The Exchange server uses a 9-step process for determining the access state of a mobile device.
- Is the mobile device authenticated?
- Is the user enabled for ActiveSync?
- Does the device comply with the ActiveSync mailbox policy in effect for that user?
- Does the user have a personal exemption that allows the mobile device?
- Does the user have a personal exemption that blocks the mobile device?
- Is the device blocked by a matching device access rule?
- Is the device quarantined by a matching device access rule?
- Is the device allowed by a matching device access rule?
- Apply the default access level (allow/block/quarantine) specified in the ActiveSync organization settings.
This decision making process can be illustrated in the following flow chart, which helps to visualize some of the points at which an allow/block/quarantine decision can be made that negates any subsequent steps of the process.
For example, if a user is not ActiveSync enabled then they will not be able to connect regardless of whether their particular type of mobile device is allowed to connect, or whether the device meets the requirements of an ActiveSync mailbox policy.
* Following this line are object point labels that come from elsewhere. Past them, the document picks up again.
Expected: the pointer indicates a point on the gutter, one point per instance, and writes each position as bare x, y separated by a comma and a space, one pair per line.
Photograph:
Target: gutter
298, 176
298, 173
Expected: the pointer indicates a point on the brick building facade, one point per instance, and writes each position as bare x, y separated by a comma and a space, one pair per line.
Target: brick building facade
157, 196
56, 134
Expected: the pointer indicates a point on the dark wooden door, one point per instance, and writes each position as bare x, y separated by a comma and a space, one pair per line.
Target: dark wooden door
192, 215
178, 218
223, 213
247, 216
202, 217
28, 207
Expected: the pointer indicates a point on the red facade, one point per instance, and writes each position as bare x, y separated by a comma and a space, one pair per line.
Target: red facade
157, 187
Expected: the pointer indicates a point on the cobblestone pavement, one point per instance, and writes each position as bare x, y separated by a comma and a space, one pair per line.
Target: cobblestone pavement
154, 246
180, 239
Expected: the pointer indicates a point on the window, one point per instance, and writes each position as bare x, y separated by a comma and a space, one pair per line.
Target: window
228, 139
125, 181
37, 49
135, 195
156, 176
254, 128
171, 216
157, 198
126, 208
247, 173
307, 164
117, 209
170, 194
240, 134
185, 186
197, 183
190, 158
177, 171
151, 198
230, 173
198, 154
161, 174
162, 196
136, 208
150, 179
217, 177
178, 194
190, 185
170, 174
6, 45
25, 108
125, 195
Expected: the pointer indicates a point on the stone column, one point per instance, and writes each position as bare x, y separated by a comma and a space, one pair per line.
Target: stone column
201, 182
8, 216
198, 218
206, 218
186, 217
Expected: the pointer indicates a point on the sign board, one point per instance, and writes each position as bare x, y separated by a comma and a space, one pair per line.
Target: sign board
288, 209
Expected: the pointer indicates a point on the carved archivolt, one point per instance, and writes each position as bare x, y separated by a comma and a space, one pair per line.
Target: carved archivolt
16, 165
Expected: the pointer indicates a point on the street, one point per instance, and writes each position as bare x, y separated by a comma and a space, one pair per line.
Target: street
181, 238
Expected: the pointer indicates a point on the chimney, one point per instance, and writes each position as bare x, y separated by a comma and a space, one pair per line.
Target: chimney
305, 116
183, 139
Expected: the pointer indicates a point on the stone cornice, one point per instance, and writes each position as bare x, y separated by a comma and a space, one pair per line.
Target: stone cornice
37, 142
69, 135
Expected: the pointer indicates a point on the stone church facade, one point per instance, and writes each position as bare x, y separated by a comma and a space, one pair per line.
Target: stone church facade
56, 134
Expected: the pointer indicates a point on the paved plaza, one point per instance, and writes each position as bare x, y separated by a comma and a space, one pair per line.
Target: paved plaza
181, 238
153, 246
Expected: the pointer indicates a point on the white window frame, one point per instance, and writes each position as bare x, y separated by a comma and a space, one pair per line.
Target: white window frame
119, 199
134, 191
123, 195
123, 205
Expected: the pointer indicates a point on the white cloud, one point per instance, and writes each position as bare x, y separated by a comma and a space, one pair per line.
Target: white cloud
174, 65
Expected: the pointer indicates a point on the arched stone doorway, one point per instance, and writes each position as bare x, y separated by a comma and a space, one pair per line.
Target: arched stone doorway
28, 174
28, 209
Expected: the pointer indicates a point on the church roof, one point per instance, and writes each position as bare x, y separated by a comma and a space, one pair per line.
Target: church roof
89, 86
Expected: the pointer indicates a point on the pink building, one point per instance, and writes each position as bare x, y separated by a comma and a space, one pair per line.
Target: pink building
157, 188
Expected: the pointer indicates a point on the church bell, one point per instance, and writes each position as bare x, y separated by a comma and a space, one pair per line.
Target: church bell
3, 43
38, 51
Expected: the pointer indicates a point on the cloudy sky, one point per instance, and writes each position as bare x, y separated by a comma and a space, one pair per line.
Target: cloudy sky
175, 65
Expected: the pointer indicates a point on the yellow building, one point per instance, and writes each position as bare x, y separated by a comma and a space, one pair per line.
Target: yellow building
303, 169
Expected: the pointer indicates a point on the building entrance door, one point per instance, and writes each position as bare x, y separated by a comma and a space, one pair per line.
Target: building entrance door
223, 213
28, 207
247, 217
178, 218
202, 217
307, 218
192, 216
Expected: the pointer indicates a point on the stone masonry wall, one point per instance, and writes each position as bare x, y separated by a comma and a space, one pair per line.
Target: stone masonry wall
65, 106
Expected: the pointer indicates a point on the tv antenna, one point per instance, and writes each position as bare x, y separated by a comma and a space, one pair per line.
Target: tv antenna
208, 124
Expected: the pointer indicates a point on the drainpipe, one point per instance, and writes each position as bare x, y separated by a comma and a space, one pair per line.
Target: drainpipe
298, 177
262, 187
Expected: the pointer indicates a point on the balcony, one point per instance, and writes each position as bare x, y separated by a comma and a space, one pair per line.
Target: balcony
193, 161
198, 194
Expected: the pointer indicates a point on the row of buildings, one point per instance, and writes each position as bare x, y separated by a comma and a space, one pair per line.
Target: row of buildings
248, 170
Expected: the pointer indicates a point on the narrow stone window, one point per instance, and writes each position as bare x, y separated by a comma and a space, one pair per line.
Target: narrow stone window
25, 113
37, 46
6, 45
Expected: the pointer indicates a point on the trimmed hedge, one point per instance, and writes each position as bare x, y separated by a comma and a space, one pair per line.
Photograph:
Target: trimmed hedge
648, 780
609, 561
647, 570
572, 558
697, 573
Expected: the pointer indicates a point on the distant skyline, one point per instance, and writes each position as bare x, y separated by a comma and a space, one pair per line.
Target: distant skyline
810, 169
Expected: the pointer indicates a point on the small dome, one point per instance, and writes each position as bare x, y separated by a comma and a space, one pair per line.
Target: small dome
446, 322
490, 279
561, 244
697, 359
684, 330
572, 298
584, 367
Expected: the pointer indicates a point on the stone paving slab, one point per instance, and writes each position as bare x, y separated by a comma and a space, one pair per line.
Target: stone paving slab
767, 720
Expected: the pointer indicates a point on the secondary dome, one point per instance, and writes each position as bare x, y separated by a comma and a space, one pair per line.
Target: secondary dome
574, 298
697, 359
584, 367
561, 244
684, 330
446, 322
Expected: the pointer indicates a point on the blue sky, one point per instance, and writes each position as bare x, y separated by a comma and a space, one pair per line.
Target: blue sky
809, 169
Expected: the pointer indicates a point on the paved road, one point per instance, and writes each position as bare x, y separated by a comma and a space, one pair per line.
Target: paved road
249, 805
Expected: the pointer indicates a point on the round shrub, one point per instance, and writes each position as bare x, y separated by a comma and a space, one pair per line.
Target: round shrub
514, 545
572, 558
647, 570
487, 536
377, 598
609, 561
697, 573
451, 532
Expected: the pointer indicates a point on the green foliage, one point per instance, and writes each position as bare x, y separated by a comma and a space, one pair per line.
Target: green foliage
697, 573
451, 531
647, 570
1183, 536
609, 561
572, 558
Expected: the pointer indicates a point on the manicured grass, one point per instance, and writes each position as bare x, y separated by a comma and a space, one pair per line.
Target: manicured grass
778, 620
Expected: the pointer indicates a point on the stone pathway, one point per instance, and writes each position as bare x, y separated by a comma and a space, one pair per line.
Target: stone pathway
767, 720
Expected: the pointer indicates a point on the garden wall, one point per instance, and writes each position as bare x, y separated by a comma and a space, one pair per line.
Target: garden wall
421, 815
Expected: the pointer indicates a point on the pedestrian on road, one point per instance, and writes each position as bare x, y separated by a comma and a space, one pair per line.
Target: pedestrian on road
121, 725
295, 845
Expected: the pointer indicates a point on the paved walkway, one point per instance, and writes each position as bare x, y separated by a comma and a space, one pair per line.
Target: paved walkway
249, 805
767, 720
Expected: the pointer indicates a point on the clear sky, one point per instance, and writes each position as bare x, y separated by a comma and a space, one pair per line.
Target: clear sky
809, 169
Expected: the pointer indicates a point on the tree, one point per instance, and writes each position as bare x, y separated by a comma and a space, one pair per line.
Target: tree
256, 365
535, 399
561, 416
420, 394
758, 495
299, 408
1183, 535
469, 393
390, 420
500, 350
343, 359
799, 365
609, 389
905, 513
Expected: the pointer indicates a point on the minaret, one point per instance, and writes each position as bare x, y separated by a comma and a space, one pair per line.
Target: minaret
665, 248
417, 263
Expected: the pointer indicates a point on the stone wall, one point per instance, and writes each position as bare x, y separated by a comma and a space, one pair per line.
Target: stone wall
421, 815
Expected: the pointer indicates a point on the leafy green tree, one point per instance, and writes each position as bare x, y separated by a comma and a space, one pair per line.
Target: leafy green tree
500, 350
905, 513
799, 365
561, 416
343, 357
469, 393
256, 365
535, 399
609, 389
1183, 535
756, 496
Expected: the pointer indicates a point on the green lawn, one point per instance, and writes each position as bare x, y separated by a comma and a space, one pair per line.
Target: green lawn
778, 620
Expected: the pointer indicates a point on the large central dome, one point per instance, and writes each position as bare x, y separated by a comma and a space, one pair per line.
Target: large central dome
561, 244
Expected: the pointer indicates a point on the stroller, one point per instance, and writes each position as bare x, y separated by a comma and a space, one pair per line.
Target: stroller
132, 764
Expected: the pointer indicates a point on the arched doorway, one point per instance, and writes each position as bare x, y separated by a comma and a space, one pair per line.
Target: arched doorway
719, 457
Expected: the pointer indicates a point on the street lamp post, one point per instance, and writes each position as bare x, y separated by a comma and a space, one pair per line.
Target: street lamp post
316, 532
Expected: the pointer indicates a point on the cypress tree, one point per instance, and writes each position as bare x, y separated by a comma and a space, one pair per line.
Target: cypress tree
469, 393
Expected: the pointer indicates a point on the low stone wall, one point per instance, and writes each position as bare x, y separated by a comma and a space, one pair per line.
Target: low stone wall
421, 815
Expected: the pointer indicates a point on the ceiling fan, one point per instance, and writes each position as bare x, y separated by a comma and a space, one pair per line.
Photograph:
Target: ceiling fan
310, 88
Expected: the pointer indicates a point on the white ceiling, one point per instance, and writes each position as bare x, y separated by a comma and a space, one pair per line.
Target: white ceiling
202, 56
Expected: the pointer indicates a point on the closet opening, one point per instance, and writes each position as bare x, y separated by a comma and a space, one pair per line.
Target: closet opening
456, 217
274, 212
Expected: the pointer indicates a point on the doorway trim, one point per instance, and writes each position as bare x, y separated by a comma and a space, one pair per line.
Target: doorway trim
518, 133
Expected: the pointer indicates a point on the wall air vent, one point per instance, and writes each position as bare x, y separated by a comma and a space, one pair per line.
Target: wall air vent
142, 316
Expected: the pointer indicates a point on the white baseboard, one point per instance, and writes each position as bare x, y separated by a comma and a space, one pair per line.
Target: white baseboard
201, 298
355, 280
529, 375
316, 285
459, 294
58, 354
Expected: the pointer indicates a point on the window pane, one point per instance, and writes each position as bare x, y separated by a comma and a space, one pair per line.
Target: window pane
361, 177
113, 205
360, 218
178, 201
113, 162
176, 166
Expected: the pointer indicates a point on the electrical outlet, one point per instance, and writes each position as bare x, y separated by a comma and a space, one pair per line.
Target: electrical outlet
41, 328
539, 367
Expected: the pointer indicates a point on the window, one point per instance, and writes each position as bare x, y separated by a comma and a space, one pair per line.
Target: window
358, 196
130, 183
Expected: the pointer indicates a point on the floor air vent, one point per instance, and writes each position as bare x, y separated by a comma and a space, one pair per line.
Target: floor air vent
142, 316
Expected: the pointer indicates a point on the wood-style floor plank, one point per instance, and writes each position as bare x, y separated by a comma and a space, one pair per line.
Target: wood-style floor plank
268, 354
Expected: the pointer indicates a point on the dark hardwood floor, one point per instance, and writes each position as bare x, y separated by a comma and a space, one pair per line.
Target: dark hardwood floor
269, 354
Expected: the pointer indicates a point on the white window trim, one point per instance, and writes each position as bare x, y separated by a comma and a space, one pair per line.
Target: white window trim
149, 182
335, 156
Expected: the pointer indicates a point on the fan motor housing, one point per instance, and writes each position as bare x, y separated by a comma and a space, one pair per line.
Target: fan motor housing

Or as another example, a user who has a personal exemption that allows their particular mobile device to connect will be able to do so regardless of an organization-wide device access rule that quarantines or blocks that device type, and regardless of the default access level configured for the organization.
This sequence is important to understand, because at several points through the process an allow/block/quarantine decision can be made that supersedes all subsequent steps. Administrators need to make sure that they are seeing the process as a whole instead of looking at just one or two configurations that may be misleading because of another condition that is in effect at an earlier stage of the process.